Aileen Edmunds, 07 July 2025

As the CEO of the Longleigh Foundation, I’ve seen first-hand how decent, affordable homes change lives – and how the absence of them can fracture health, opportunity and communities. That’s why we commissioned research to better understand the complex challenges facing the delivery of social and affordable housing in rural England. The findings, based on interviews with providers, planners, community representatives and housing experts, are clear: rural communities are being left behind – and the consequences are profound.

We launched this research because rural housing issues are too often overlooked in national debates, despite their growing urgency. It’s not just about countryside aesthetics or village character. It’s about whether younger people can afford to stay in the communities they grew up in. It’s about whether key workers can live near their jobs.
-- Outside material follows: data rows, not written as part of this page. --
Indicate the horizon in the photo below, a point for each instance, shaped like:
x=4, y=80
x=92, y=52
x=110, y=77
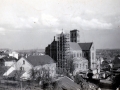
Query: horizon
x=33, y=24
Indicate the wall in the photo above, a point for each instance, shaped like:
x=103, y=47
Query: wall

It’s about keeping family and community ties strong, so people can find the support they need when life gets tough. It’s about whether local services – from pubs to post offices – can survive. And ultimately, it’s about whether rural places can remain living, working communities.
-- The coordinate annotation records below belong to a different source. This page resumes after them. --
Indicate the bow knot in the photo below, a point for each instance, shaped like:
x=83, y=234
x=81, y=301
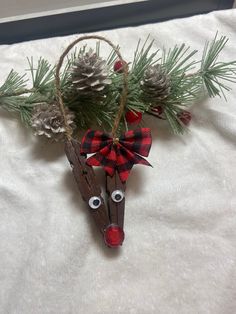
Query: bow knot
x=117, y=154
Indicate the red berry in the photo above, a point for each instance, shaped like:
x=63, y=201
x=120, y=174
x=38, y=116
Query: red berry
x=114, y=236
x=133, y=117
x=185, y=117
x=118, y=66
x=158, y=110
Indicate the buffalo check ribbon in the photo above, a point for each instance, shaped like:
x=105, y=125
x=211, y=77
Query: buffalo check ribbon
x=117, y=154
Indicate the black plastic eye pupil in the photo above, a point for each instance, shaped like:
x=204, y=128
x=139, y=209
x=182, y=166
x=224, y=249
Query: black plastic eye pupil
x=96, y=202
x=117, y=197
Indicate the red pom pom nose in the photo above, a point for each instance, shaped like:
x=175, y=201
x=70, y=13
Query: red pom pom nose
x=114, y=236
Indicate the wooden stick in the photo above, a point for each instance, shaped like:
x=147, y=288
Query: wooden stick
x=116, y=209
x=86, y=181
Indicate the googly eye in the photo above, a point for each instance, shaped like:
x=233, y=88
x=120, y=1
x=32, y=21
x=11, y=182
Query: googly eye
x=95, y=202
x=117, y=196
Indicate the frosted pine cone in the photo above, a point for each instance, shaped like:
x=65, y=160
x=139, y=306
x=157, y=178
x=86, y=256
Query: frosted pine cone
x=47, y=120
x=156, y=83
x=90, y=74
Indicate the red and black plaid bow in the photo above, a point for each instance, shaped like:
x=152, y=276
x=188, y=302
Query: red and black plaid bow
x=117, y=154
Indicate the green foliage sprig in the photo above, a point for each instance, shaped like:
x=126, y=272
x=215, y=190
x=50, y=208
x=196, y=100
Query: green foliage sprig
x=187, y=81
The research confirms that the rural housing crisis is being driven by a combination of high land costs, under-resourced planning systems, funding gaps, and crucially, inconsistent community engagement. One interviewee described the rural housing enablers (the people who help coordinate rural housing projects by building relationships between landowners, councils, and communities) as “the key piece of infrastructure to ensure delivery.” Yet many of these roles are often part-time, grant-reliant and under threat.

Rural exception sites – land not usually available for housing but released in response to local need – are one of the most powerful tools we have. But only one in six rural local authorities actively use them. Why? Because unlocking these sites requires coordination, trust, technical knowledge, and the time to engage communities – all of which are in short supply.
What’s also clear is that community opposition to rural housing is often more about how housing is planned and communicated than whether it should happen at all. Where residents are brought into the process early – through rural housing enablers or community land trusts – opposition can become support. People want to have a say in shaping their communities, not be told what’s happening to them.

Dr Tom Moore, from the University of Liverpool, who led the research emphasised, "There’s no shortage of commitment to rural housing among communities and providers – what’s lacking is a policy environment that recognises rural delivery as distinct and invests accordingly. This research shows that with the right tools, funding, and planning support, rural areas can deliver affordable housing that genuinely meets local need."

The good news? The report doesn’t just list the problems – these are already well documented – it offers and builds on solutions. From proposing Community Right to Buy for affordable housing, inspired by legislation in Scotland, reconfirming the need for ‘Rural Exception Site Planning Passports’ to simplify and de-risk small rural developments, to a call for targeted funding streams that reflect the higher costs of rural delivery – the recommendations are practical and rooted in real-world insight.

If we’re serious about ‘levelling up’, we can’t ignore rural England. The 1.5 million homes target set by the government is ambitious – but without a specific rural component, there’s a risk those homes won’t go where they’re most needed. And if we’re going to meet those targets, we need to support the people and partnerships that can make them happen on the ground.

Rural Housing Week is the perfect moment to refocus national attention on rural communities. Let’s make sure the homes we build reflect the whole country – not just its cities. Let’s empower communities to shape their future. And let’s ensure rural areas aren’t an afterthought, but a foundation of a more inclusive housing system.